DNA technology is making scientific breakthroughs worldwide, and now you can find it at the dog park.

Eric Mayer is director of business development at Poo Prints, a waste management solution designed for apartment communities, condominium and homeowners' associations.

The program targets dogs residing in a particular community by collecting their DNA profiles with a simple mouth swab. Those swabs are sent to Poo Prints and logged in a database.

Poo Prints

A quick sample will be shipped off to the lab for analysis. (courtesy Poo Prints)

If other neighbourhood residents come across a mess on the sidewalk, they can scoop a sample and send it to the lab, who will match it to the mutt responsible.

"When we first started back in 2010...people kind of looked at us a little puzzled and said, 'You're doing what with what?' But nowadays it's overwhelmingly positive reactions," Mayer says. "I think most people now realize that to be a responsible pet owner and to be environmentally conscious, you have to clean up after your dog. And our program really kind of  cuts to the heart of that and provides accountability."

Poo Prints started in the United States but has now expanded into Canada. Franchises are up and running in Fort McMurray and Calgary, with new programs starting in Vancouver and Toronto.

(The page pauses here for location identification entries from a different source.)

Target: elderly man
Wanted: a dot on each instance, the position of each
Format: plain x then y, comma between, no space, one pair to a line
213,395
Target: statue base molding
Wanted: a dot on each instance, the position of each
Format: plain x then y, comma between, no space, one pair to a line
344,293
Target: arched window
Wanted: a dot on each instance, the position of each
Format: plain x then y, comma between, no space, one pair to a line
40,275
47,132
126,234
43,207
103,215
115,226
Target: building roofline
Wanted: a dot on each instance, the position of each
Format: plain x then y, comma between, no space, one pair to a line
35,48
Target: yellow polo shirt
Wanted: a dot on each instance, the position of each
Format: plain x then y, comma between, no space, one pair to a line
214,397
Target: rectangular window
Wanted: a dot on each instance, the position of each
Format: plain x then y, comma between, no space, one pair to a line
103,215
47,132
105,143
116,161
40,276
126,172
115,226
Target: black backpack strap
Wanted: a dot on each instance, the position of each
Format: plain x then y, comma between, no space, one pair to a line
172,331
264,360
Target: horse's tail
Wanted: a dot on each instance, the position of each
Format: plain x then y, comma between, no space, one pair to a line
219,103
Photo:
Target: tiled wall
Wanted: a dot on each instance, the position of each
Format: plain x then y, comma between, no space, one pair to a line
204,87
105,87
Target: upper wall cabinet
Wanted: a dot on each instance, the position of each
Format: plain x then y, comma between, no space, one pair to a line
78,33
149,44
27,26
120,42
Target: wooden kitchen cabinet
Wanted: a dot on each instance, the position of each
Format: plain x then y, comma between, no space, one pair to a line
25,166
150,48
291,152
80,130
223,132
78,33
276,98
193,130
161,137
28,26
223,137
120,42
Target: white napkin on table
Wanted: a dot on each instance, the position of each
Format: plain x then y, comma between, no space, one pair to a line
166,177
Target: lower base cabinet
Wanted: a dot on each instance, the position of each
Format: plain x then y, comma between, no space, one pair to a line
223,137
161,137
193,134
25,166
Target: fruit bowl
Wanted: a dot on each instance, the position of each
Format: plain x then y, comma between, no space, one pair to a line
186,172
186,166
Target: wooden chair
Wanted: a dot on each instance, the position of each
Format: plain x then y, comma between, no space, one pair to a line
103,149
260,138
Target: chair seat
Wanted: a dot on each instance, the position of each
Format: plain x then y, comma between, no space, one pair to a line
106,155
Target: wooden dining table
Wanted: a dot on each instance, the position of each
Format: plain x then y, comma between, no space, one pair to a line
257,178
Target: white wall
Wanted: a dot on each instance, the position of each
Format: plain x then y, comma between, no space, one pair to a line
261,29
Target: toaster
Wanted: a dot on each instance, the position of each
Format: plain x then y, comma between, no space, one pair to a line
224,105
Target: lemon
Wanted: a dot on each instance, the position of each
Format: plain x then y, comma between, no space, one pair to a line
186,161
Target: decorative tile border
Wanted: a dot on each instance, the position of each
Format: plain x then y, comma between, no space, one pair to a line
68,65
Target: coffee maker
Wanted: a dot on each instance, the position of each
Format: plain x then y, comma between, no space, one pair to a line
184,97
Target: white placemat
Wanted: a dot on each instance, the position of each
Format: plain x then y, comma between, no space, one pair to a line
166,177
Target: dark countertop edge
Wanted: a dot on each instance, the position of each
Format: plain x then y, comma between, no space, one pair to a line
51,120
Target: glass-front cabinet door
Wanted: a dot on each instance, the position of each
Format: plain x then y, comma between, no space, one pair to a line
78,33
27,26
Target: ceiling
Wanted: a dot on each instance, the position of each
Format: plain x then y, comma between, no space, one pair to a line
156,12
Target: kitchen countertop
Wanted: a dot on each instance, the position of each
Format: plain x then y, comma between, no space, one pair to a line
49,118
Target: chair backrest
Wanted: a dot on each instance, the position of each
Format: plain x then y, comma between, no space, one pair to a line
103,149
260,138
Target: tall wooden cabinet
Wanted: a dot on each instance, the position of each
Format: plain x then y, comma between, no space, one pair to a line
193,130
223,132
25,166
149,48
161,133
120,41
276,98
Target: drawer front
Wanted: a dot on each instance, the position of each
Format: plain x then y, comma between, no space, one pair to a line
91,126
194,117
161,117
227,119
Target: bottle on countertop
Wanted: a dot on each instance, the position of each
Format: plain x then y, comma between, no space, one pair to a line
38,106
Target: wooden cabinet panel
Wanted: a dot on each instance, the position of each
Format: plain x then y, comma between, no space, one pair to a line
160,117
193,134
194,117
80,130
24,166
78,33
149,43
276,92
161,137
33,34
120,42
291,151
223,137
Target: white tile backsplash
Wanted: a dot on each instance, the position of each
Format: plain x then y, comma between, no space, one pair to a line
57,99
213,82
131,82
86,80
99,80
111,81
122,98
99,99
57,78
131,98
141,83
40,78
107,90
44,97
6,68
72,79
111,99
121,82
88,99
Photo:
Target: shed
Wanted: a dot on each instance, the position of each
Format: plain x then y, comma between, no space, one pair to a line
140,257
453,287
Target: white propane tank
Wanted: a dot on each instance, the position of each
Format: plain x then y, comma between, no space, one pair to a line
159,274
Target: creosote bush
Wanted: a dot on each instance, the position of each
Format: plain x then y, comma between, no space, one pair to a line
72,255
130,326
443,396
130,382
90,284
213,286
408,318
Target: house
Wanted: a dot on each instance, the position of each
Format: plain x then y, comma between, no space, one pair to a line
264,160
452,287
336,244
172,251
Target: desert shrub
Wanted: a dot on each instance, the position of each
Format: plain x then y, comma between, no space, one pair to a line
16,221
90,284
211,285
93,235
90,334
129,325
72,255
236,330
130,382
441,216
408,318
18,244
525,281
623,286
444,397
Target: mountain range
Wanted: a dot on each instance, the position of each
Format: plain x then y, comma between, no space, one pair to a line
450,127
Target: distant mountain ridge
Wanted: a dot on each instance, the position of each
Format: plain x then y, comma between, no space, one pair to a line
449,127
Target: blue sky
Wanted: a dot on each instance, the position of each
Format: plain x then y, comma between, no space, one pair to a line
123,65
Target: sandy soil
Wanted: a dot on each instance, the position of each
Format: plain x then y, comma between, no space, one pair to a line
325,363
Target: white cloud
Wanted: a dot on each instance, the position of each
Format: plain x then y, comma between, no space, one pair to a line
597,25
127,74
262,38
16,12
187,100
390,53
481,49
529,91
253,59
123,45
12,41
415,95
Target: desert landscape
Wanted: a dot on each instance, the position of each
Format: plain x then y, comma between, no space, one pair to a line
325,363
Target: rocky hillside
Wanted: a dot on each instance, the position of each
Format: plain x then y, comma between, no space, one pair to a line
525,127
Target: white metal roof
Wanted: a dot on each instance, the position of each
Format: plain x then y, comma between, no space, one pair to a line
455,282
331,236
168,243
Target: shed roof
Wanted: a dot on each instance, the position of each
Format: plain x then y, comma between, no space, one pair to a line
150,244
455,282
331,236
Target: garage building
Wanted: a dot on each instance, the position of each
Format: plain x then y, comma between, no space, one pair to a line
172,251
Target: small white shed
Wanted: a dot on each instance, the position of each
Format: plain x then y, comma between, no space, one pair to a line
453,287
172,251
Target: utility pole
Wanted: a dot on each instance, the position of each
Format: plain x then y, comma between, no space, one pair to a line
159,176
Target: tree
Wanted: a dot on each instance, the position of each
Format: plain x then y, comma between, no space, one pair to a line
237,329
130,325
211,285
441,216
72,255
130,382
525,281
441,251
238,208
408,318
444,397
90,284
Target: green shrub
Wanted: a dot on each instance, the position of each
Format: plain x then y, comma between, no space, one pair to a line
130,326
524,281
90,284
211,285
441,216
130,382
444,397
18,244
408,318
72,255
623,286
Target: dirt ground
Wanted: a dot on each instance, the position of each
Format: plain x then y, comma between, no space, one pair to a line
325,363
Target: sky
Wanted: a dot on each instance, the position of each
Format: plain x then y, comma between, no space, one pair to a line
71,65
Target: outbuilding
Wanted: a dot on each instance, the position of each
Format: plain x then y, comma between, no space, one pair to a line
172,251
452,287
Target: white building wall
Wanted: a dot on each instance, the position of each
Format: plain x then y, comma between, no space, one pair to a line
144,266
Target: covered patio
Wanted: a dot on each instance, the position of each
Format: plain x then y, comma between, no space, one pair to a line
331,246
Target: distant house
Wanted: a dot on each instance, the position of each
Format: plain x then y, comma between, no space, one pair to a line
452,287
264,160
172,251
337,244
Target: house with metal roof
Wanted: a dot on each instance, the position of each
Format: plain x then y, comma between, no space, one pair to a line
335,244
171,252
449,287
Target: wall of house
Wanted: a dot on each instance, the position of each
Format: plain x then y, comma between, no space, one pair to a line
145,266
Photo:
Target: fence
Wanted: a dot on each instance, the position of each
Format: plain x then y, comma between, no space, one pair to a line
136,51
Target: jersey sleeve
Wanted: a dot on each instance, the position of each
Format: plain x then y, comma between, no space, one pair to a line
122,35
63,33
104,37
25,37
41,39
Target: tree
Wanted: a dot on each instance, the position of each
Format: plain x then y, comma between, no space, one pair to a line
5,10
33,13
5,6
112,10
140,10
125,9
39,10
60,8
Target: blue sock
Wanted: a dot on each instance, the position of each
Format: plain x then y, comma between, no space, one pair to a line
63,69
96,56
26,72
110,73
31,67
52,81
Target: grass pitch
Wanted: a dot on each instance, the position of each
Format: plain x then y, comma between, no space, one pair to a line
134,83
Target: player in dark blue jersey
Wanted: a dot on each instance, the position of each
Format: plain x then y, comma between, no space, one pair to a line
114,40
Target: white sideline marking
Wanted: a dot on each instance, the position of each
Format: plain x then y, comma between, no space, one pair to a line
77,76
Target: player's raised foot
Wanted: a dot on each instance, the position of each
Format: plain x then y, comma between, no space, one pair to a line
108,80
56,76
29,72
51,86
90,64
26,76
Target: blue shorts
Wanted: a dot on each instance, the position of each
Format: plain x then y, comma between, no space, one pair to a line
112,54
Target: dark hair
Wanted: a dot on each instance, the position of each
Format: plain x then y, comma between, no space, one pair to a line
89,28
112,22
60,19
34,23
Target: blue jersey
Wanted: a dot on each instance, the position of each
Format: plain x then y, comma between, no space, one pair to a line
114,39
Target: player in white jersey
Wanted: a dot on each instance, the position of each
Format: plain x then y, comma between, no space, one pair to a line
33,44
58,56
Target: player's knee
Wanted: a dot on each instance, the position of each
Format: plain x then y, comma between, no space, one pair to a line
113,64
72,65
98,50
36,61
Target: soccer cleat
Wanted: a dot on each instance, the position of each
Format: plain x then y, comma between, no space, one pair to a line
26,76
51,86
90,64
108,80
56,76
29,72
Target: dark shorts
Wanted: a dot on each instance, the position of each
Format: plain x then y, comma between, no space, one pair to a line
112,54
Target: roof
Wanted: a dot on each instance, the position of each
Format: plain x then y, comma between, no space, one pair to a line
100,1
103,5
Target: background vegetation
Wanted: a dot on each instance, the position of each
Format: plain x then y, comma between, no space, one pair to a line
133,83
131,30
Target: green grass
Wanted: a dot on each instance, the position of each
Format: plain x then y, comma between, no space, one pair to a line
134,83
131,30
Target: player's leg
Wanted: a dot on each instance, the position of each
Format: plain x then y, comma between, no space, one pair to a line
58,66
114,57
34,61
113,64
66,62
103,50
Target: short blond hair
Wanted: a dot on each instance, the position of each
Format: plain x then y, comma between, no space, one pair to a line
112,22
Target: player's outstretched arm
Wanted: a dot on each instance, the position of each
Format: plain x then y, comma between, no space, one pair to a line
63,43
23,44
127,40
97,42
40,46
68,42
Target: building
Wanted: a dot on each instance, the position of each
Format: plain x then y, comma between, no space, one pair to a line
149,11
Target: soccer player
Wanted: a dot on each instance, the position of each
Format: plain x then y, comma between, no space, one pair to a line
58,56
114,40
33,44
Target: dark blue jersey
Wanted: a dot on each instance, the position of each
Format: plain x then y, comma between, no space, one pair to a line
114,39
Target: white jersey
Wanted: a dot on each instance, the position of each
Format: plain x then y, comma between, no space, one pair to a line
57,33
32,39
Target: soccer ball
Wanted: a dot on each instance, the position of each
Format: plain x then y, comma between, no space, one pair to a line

So far, it's mostly used by condo boards and other multi-unit buildings to encourage tenants to tidy up after their pets.
For the most part, once dogs are registered, the owners are much more conscientious about clean up. But if they aren't, it's quick to track the culprit.

"We had, we call her, a repeat offender whose pet was caught 18 times. And when they finally registered their dog with the cheek swab, all 18 of those samples matched the dog and they 'fessed up," Mayer says.

This is just the start for Poo Prints. The company also has plans for systems to compost pet waste and convert it into a natural gas that can power streetlights.